A cet effet, il a précisé : « Nous ne sommes pas en guerre, nous sommes en paix. Nous nous battons sur nos convictions. Hier, j’ai dit au président Madické Niang que si lui-même avait fait cette proposition de loi, je l’aurais voté sans enlever une seule virgule. C’est ça ma conviction, la démocratie sénégalaise a besoin de s’améliorer ». Le projet de loi sera présenté demain en session plénière. « Nous allons procéder au vote pour voir si le projet va passer ou non », souligne le président Gningue, selon qui « après l’adoption du projet de loi en Commission technique, toutes les conditions sont réunies ». En tout cas, rassure-t-il, les députés de la majorité qu’il représente vont voter le projet de loi. Aymérou Gningue a, par ailleurs, fait l’histoire du parrainage qui a commencé au Sénégal en 1991. Pour lui, ce système citoyen qui va s’appliquer dorénavant à tous les candidats est  « une bonne chose si l’on veut que notre démocratie reste ce qu’il a toujours été : un exemple et une démocratie majeure en Afrique ». Aymérou Gningue a aussi mis en exergue les spécificités de la coalition Bennoo Bokk Yaakaar. A l’en croire, ce rassemblement compte 33 maires, 8 présidents de conseil départementaux et 44 élus locaux. Ce qui lui fait dire que les membres de son groupe parlementaire sont des députés avec un fort ancrage à la base.

Aly DIOUF

Réunis hier au siège de la Convergence Bokk Gis-Gis, les responsables de l’opposition ont réitéré leur détermination à barrer la route à la Loi sur le parrainage qu'ils jugent «anticonstitutionnelle ». Ouverts au dialogue, ils exigent la suspension ou le retrait du projet de loi.

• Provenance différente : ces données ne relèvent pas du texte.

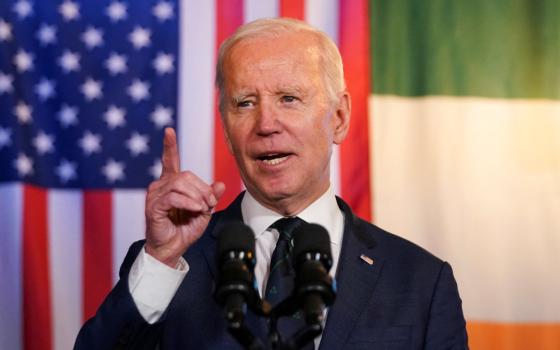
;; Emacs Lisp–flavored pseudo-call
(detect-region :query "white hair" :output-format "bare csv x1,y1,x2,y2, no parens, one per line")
216,18,346,112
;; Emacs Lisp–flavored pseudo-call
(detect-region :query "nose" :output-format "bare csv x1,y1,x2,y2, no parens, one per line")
256,101,282,136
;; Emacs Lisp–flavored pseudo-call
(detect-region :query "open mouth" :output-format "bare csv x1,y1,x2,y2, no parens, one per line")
257,153,291,165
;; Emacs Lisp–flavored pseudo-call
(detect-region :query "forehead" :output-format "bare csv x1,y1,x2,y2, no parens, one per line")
224,32,321,87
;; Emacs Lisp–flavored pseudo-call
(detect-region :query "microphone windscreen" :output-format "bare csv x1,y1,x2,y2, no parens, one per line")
293,223,331,259
217,222,255,258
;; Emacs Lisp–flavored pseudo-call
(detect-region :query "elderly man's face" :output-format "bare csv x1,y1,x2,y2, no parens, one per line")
223,33,350,215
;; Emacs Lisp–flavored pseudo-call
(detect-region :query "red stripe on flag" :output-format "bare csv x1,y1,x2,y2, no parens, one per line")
22,185,52,350
214,0,243,210
339,0,372,220
83,191,113,320
280,0,305,20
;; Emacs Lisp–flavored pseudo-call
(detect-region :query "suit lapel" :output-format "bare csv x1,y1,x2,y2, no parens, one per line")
321,199,383,349
202,192,245,279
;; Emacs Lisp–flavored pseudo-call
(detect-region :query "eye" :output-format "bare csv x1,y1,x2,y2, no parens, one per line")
282,95,299,103
237,100,253,108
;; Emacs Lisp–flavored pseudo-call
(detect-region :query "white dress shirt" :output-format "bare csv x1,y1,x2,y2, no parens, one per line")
128,187,344,347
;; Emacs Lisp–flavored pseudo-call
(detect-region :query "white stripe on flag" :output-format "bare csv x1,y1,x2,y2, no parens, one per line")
113,190,146,282
370,96,560,322
177,0,216,182
243,0,279,22
305,0,339,44
47,190,82,349
0,184,23,349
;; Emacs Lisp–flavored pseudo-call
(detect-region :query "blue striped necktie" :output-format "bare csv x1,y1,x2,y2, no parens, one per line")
265,216,313,349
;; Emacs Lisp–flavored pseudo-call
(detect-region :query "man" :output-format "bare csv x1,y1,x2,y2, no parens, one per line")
75,19,467,349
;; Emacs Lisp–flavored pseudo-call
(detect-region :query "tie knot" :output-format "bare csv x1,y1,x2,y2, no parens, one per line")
270,216,305,240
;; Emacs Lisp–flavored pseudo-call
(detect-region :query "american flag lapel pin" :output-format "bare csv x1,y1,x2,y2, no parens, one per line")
360,254,374,265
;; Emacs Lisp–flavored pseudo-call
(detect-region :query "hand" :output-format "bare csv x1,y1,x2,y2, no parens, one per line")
146,128,225,268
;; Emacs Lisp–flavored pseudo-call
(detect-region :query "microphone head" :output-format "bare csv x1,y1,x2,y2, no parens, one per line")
217,222,255,261
293,223,332,271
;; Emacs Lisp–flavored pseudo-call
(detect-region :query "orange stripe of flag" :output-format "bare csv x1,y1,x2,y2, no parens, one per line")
82,191,113,320
22,185,52,350
467,321,560,350
214,0,243,210
339,0,372,221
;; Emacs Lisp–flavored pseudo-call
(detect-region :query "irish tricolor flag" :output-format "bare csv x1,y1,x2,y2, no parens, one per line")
369,0,560,349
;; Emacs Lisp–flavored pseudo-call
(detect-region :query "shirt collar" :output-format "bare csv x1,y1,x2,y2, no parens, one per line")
241,186,342,244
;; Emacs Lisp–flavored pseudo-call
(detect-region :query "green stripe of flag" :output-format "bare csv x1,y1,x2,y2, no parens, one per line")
370,0,560,99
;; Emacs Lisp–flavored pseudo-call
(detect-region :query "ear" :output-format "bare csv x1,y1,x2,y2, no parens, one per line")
333,90,352,145
220,111,233,155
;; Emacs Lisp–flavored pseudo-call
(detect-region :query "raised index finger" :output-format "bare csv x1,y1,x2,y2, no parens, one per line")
161,128,179,177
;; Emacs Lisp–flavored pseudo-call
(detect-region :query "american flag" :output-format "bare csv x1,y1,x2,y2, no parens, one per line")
0,0,370,350
0,0,177,189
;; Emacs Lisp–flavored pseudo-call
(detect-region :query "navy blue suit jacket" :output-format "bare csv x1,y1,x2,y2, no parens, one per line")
75,195,467,350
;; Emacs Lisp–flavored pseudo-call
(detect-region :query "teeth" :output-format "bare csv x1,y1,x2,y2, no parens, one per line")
263,156,288,165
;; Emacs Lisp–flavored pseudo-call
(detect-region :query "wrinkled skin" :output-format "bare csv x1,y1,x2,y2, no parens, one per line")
146,32,350,267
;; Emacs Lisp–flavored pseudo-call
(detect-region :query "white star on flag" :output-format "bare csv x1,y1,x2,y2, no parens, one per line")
128,27,152,49
0,18,12,41
105,53,128,75
151,105,173,129
35,78,55,102
14,49,33,73
106,1,127,22
105,105,125,129
37,24,56,46
58,50,80,73
0,72,14,95
152,1,173,22
57,104,78,128
58,0,80,22
12,0,33,19
153,52,175,75
82,78,103,101
78,130,101,156
82,27,103,50
126,132,148,157
14,102,32,124
128,79,150,102
14,153,33,177
33,131,54,154
55,159,77,183
0,126,12,150
101,159,124,183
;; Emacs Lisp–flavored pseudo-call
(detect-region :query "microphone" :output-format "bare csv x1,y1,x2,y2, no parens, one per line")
214,222,259,328
293,223,336,325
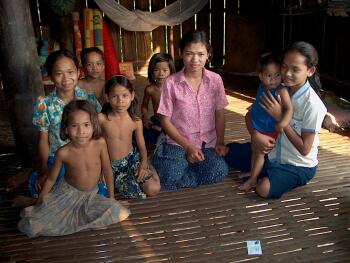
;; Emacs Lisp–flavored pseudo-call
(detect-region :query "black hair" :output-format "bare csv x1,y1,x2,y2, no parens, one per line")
180,30,212,61
148,53,176,83
284,41,322,95
60,100,102,141
45,49,79,77
80,47,104,66
101,75,139,120
257,52,282,72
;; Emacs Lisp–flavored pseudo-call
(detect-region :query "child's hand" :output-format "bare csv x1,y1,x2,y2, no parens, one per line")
215,143,228,156
275,122,284,133
35,173,49,192
136,164,148,182
142,118,153,129
186,145,204,163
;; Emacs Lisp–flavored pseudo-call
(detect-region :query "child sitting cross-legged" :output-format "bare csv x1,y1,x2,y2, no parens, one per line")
18,100,130,237
98,75,160,198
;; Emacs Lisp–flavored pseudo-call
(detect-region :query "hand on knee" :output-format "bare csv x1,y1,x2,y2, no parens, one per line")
255,177,270,198
143,177,160,196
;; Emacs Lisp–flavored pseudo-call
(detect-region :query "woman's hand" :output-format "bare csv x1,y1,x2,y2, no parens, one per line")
252,132,276,154
35,171,49,193
260,90,282,122
186,145,204,163
215,143,228,156
136,164,148,182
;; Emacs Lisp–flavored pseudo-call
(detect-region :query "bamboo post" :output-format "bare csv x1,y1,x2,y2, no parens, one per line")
0,0,44,167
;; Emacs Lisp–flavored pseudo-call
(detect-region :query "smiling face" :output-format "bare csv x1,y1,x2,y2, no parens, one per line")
84,52,105,79
51,57,79,93
281,51,316,90
181,42,209,73
67,110,94,146
153,61,170,85
259,63,281,89
108,85,135,113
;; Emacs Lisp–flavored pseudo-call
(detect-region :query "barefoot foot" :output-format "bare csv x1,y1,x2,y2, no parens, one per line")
238,178,256,192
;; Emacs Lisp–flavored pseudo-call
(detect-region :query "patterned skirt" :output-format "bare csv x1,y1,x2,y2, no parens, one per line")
18,178,130,237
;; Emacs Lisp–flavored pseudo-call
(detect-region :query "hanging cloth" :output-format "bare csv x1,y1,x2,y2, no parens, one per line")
95,0,208,31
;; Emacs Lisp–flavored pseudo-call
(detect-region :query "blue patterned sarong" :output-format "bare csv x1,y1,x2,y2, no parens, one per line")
111,147,152,198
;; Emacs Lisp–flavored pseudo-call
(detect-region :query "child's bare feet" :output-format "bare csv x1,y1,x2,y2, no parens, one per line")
6,168,33,192
238,177,256,192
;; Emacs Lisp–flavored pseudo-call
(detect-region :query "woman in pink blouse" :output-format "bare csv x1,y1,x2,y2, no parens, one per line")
153,31,228,190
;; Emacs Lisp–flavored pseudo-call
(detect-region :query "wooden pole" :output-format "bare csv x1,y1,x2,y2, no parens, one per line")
0,0,44,167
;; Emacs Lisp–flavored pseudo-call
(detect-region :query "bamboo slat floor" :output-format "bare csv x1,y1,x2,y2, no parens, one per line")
0,83,350,263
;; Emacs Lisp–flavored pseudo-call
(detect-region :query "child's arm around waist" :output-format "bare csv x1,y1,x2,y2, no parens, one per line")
99,137,114,199
262,93,315,156
141,86,151,128
35,131,50,190
37,148,64,204
215,109,226,156
135,120,148,181
276,88,293,132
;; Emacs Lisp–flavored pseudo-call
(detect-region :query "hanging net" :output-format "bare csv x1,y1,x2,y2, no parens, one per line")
95,0,208,31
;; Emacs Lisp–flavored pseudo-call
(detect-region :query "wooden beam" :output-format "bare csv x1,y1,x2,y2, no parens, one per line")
0,0,44,167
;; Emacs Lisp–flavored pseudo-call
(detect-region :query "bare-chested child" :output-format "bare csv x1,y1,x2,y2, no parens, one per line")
78,47,105,105
18,100,130,237
142,53,175,145
98,75,160,198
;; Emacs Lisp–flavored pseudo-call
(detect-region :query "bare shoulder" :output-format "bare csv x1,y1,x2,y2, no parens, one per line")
55,143,72,160
78,79,86,88
277,87,290,99
134,118,143,128
95,137,107,147
97,112,107,124
145,84,154,95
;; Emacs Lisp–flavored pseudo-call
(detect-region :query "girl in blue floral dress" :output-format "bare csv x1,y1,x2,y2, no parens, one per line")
29,49,101,197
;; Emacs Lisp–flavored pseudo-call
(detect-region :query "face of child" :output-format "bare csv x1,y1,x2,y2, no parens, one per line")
108,85,135,113
67,110,94,145
51,57,79,93
259,63,281,89
153,61,170,85
182,42,209,72
85,52,105,79
281,51,315,88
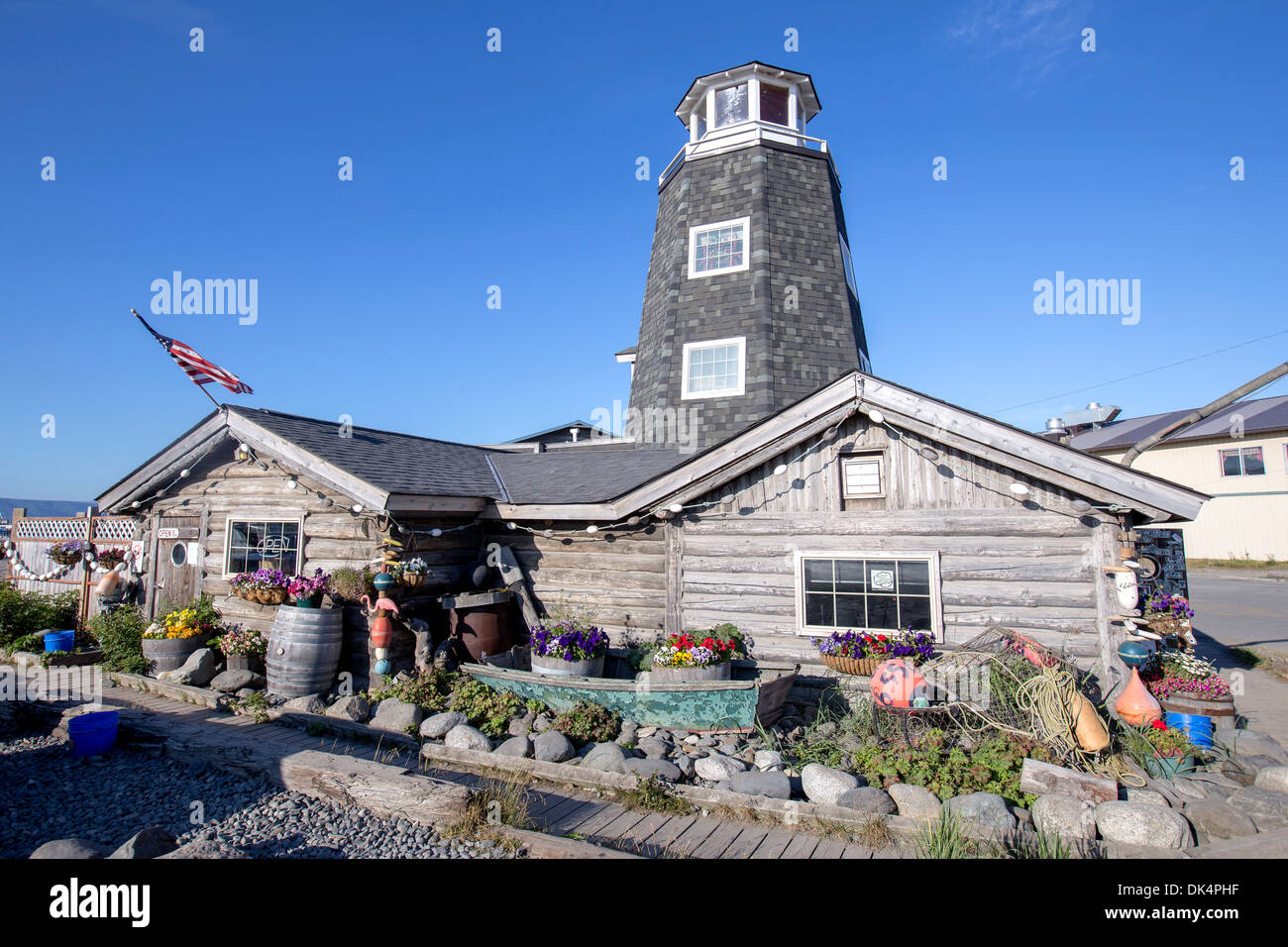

«Ils veulent nous imposer une loi qui exige 65 000 signatures à tout candidat. Ensuite, ils disent qu'un électeur ne peut pas parrainer plus d'un candidat. Et celui qui parraine donne toutes ses filiations : nom, prénom, adresse, numéro d'identification nationale…C'est une élection avant l'heure, alors que le vote est secret. Cette loi remet en cause des élections libres et transparentes », ont déploré Me Madické Niang et les autres opposants. « On ne peut pas, à 10 mois des élections, changer les règles du jeu. On ne peut pas nous parler de dialogue alors que le projet de loi est passé en commission des lois. Il faut le retirer ou à la limite le suspendre, si l’on veut mener un dialogue sincère», ont-ils ajouté.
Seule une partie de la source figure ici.